Substructure Screenouts

Run an optimised Tversky (a=1, b=0, threshold=1.0) substructure screenout. Note that this is not a full substructure (i.e., with subgraph isomorphism) search.

Tip

It's recommended to use RDKitPattern fingerprint type with this kind of searches.

Use the FPSim2Engine.substructure function to run a substructure screenout.

from FPSim2 import FPSim2Engine

fp_filename = 'chembl_35_v0.6.0.h5'
fpe = FPSim2Engine(fp_filename)

query = 'CC(=O)Oc1ccccc1C(=O)O'
results = fpe.substructure(query, n_workers=1)
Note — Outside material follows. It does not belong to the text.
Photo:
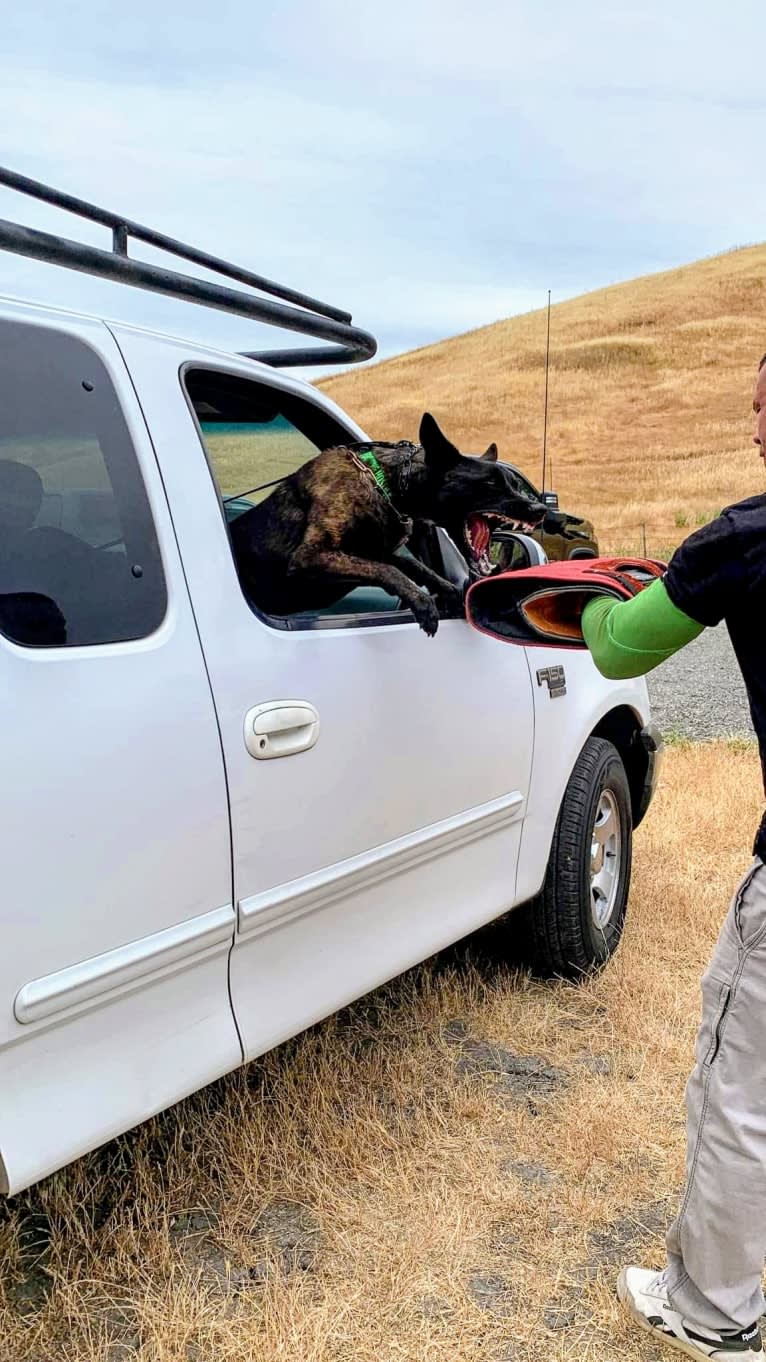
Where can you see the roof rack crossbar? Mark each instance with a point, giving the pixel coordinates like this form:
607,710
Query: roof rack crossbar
308,315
Use the FPSim2Engine.on_disk_substructure function to run substructure screenouts on disk. This method is much slower but suitable when working with databases larger than available RAM. To use ONLY if the dataset doesn't fit in memory.

from FPSim2 import FPSim2Engine

fp_filename = 'chembl_35_v0.6.0.h5'
fpe = FPSim2Engine(fp_filename, in_memory_fps=False)

query = 'CC(=O)Oc1ccccc1C(=O)O'
results = fpe.on_disk_substructure(query, n_workers=1)

Parallel Processing

The n_workers parameter can be used to split a single query into multiple threads to speed up the search. This is especially useful when searching large datasets.